Director Samit Kakkad is all set to make his Bollywood directorial debut with Ascharya F*#k It

regional-movies Updated: Apr 12, 2018 17:05 IST
Anjali Shetty
Anjali Shetty
Hindustan Times, Pune
Samit Kakkad’s next is his Bollywood directorial debut Ascharya F*#k It, which is inspired by Saadat Hasan Manto’s writings
Samit Kakkad’s next is his Bollywood directorial debut Ascharya F*#k It, which is inspired by Saadat Hasan Manto’s writings(HTPHOTO)
         

For film-maker Samit Kakkad, cinema is about transcending boundaries. The Half Ticket (2016) director believes that films are all about telling a story and are a reflection of society. So, there is no reason it should be divided by language or industry. Samit says, “For me, cinema has no language. It is all about making a film. As long as I have an exciting story to tell, I am not worried about the language or the medium. At the end of the day, it is about conviction and not being contrived. The film has to push envelopes.”

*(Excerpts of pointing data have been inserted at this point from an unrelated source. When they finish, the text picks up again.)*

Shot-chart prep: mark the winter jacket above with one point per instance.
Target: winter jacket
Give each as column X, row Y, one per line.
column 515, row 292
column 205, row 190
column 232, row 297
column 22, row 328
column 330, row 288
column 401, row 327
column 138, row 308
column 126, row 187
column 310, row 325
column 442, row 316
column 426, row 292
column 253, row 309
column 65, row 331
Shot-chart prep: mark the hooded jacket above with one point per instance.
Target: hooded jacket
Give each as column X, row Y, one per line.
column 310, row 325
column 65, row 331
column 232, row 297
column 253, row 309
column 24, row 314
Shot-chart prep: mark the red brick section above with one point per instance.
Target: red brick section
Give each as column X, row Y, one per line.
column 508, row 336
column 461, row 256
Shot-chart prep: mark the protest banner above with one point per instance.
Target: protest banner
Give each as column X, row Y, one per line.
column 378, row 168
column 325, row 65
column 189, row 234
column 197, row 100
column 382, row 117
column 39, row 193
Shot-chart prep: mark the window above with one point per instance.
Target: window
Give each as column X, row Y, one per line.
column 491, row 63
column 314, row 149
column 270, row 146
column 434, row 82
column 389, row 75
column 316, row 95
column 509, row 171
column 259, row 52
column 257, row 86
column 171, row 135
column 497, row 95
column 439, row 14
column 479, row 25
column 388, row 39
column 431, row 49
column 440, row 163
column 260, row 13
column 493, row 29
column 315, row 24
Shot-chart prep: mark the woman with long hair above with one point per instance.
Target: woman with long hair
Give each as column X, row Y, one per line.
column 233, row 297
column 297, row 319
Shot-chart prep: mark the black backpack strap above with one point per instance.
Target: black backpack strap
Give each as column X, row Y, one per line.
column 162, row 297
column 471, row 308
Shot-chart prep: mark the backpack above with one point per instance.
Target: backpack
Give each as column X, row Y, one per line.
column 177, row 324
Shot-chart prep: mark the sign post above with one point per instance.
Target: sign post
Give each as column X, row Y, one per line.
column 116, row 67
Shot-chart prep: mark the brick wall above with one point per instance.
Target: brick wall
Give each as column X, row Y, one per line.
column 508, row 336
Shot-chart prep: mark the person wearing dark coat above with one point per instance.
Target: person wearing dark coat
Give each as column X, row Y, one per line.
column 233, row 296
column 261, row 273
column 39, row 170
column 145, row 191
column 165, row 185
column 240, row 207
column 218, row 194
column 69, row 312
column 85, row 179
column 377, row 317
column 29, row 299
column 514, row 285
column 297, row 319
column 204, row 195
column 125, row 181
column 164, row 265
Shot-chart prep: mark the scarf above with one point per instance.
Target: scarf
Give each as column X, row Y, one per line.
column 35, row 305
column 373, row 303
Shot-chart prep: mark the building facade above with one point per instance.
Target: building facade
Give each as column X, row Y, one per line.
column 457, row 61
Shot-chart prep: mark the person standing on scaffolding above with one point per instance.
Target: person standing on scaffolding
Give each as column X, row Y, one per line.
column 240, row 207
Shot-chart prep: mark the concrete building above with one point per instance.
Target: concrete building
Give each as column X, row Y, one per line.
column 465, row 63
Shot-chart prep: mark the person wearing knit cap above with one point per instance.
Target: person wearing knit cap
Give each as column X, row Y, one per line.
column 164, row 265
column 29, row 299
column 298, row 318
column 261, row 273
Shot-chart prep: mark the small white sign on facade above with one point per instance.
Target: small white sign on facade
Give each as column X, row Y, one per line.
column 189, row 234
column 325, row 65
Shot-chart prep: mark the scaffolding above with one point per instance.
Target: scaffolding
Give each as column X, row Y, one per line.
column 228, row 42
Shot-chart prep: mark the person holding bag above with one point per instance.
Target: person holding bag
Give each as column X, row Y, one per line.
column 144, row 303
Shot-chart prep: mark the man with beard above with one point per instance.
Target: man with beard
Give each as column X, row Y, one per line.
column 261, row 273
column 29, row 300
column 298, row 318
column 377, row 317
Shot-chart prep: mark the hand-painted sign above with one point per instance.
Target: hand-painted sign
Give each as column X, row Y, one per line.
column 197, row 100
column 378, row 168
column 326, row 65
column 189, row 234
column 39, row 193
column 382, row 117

Samit’s next is his Bollywood directorial debut Ascharya F*#k It, which is inspired by Saadat Hasan Manto’s writings. It talks about desire and greed intertwining the lives of a Bollywood star, his chauffeur, a prostitute, and her pimp. Samit shares, “It is not an art film. It is inspired and based on true events. The cast and I met prostitutes and pimps to understand their lifestyle, body language and mannerisms, for the film. I wanted the team to get their reality right, and I don’t mind bringing out the naked truth.”

So, wasn’t he sceptical of taking up such a bold subject for his debut film in Bollywood? “Honestly, the audience today is evolved. They are open to different films and genres. Also, it is important to understand the inspiration behind this film. Manto once said, ‘Main chalta phirta Mumbai hun’. This film also reflects the ugly reality [of city life] through the lives of the characters in the film. I wanted to make a realistic film.”

Having worked in regional cinema, was it difficult to cope up with Bollywood standards? “I don’t really see the difference between industries, because at the end of the day, the camera is the same, the lenses are the same and so is the craft. As long as you know your technique and have a vision, the medium or the industry doesn’t matter.”

Samit adds, “Working with Yoodlee films was a liberating experience as I was given the scope to shoot exactly how I wanted in realistic situations and surroundings, with the kind of atmosphere and language I wanted, to make my characters seem real and engaging.”